Un Paese che non investe in sviluppo e ricerca è un Paese che si condanna alla depressione. Si rinuncia alla competitività internazionale, si favorisce la fuga dei cervelli, si colpiscono i luoghi in cui si forma il pensiero libero e critico. Del resto, il miglioramento della qualità della vita e il consolidamento delle libertà sono colpi micidiali per la borghesia mafiosa. Il governo Berlusconi con i cortigiani da Palazzo rafforza, invece, la spesa pubblica criminogena. Vedremo ingenti risorse per le armi, per i grandi eventi delle cricche, per le privatizzazioni, per coloro i quali propongono modelli economici vetusti.

La costruzione dell’alternativa al berlusconismo si consolida anche con la realizzazione di una Finanziaria alternativa in cui si coniughi il diritto con lo sviluppo economico, il lavoro con il capitale, l’utilizzo dei fondi pubblici con la lotta alla criminalità. È necessario un ruolo pubblico nell’economia così come uno statuto dei beni pubblici che si coniughino con una nuova politica industriale che sia anche da stimolo all’economia privata e che, al contempo, tuteli l’occupazione e si fondi sulla green economy. Il lavoratore e le persone, con i loro diritti, devono essere i protagonisti di un’economia al servizio del bene comune; si devono tutelare i posti di lavoro, ridurre la precarietà, innalzare i salari e il potere di acquisto, consolidare gli ammortizzatori sociali. Accanto alle politiche ambientali e sociali – con la realizzazione di opere pubbliche utili al Paese e non alle cricche e alle mafie – quelle del welfare, come la promozione del diritto allo studio e il reddito di disoccupazione.

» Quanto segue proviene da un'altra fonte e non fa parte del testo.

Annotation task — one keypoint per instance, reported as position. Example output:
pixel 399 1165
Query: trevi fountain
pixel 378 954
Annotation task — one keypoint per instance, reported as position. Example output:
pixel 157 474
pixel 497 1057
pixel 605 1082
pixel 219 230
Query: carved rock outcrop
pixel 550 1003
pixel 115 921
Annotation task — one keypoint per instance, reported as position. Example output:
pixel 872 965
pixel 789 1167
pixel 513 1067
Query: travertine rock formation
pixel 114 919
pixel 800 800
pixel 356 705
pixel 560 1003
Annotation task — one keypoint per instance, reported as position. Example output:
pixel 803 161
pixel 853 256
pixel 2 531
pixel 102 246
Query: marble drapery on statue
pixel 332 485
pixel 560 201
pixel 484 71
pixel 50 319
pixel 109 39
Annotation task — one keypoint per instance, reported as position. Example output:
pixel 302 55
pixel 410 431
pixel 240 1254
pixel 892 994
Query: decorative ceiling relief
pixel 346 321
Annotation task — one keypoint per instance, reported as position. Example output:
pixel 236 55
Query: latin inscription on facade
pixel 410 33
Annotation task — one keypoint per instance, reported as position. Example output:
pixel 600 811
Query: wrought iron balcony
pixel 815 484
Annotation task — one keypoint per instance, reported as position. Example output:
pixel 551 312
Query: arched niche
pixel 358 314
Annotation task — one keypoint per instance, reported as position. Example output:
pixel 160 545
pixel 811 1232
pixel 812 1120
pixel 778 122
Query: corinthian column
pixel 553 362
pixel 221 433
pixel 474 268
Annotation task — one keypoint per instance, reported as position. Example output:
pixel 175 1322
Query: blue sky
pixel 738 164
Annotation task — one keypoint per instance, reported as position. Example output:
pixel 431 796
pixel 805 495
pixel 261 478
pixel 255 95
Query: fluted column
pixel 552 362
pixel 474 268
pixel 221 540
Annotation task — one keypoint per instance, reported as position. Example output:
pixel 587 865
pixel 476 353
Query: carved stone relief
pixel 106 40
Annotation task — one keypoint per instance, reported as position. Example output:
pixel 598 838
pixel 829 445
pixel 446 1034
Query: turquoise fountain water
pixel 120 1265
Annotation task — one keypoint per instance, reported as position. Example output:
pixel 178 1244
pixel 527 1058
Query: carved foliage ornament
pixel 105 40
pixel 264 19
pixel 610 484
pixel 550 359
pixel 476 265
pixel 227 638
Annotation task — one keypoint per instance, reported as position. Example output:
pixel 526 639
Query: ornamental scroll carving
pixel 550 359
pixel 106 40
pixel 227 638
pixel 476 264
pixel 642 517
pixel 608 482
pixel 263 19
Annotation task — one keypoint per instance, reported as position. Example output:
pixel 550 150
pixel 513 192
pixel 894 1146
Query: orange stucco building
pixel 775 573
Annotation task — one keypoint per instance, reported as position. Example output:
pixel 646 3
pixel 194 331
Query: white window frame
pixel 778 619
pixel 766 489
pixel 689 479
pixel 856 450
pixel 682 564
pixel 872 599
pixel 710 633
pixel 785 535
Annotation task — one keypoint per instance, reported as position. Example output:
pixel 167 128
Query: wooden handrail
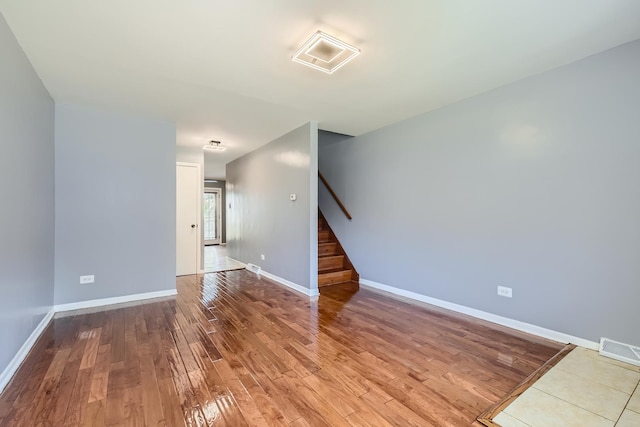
pixel 335 196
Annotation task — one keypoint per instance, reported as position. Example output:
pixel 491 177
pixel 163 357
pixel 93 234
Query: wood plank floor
pixel 233 349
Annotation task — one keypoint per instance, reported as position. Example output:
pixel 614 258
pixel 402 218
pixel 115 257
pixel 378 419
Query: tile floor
pixel 584 389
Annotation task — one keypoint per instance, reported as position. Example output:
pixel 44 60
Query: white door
pixel 212 217
pixel 188 190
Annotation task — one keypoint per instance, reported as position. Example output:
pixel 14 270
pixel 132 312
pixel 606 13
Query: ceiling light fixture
pixel 214 146
pixel 325 53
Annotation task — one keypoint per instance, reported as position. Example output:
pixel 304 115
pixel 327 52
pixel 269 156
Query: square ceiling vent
pixel 325 53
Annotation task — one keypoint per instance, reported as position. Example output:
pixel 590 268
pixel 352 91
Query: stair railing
pixel 335 196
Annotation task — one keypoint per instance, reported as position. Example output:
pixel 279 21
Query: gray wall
pixel 534 186
pixel 115 204
pixel 26 191
pixel 223 201
pixel 262 219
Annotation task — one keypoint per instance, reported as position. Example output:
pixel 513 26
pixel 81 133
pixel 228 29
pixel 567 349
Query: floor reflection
pixel 216 259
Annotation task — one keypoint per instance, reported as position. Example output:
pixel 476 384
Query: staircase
pixel 333 264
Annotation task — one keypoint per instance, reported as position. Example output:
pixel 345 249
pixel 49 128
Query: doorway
pixel 212 216
pixel 188 217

Le imprese vanno sostenute attraverso incentivi per l’innovazione, la ricerca, l’accesso al credito, nonché le riconversioni a produzioni che coniughino diritto al lavoro con quello alla salute. La lotta all’evasione fiscale si deve accompagnare a politiche di giustizia fiscale: tassazione delle rendite finanziarie, delle transazioni speculative e dei grandi patrimoni. Si tratta solo di alcuni spunti che dimostrano che è pronto un manifesto per un’altra manovra economica possibile e che anche in tempo di crisi vi può essere una politica virtuosa che applichi l’art. 3 della Costituzione: “È compito della Repubblica rimuovere gli ostacoli di ordine economico e sociale, che, limitando di fatto la libertà e l’uguaglianza dei cittadini, impediscono il pieno sviluppo della persona umana e l’effettiva partecipazione di tutti i lavoratori all’organizzazione politica, economica e sociale del Paese”.